I'll let the lawyers quibble over how a provider can sue the state for not paying bills that no law authorizes the state to pay, but that observation misses the practical point: government dependency harms providers' ability to give care. In one example, the SacBee describes a man who cut his finger to the bone with a chainsaw, who arrived at a rural health clinic in Tulare County to find that "the business had closed and laid off 42 employees becaue it was not getting state Medi-Cal reimbursement".

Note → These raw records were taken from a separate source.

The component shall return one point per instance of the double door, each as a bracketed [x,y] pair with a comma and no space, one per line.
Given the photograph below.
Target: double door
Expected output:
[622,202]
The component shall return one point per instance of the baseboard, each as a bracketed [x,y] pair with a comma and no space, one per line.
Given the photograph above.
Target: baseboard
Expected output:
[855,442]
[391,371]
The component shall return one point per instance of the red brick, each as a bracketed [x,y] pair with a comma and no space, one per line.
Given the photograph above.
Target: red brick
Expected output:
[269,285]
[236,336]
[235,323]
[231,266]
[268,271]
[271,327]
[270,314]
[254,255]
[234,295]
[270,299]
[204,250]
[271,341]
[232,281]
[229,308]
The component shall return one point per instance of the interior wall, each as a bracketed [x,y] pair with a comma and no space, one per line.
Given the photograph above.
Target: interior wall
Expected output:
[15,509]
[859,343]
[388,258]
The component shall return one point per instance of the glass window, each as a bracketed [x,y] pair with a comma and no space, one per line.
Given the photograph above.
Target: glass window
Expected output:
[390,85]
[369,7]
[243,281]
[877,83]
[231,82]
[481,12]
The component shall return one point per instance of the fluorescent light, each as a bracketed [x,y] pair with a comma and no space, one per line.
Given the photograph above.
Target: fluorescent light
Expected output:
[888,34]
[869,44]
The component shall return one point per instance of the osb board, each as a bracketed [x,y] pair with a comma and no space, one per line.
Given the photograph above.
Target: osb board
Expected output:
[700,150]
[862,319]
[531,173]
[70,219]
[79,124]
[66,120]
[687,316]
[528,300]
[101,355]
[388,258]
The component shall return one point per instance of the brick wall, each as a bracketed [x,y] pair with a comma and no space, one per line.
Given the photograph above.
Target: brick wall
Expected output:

Let's get our heads around this: the man needed medical care, and the laid-off employees undoubtedly would have preferred to be at work, but because of government inaction hundreds of miles away in Sacramento, nothing could be achieved. For long-term care providers, it is even worse: long-term costs (caring for terminally ill patients) are matched by short-term funding (annual state budgets).
The answer, surely, is to stop subsidizing providers of health care and give the money to needy patients instead. That way, as long as patients need health care, acute or long-term, providers will be ready to care for them. Furthermore, such funding needs to be "smooth" such that when patients' incomes move up and down across the Medicaid cut-off line, there is no friction segregating their own contributions from the taxpayers' as time goes by (for example, by merging Health Opportunity Accounts and Health Savings Accounts, to make use of two current tools).
Providers have become much too dependent on state dollars, and many likely find it difficult to imagine a different funding source (at least, that is their lobbying message to date). Incidents like this summer's California budget stand-off serve as a warning to providers to beware of government dependency.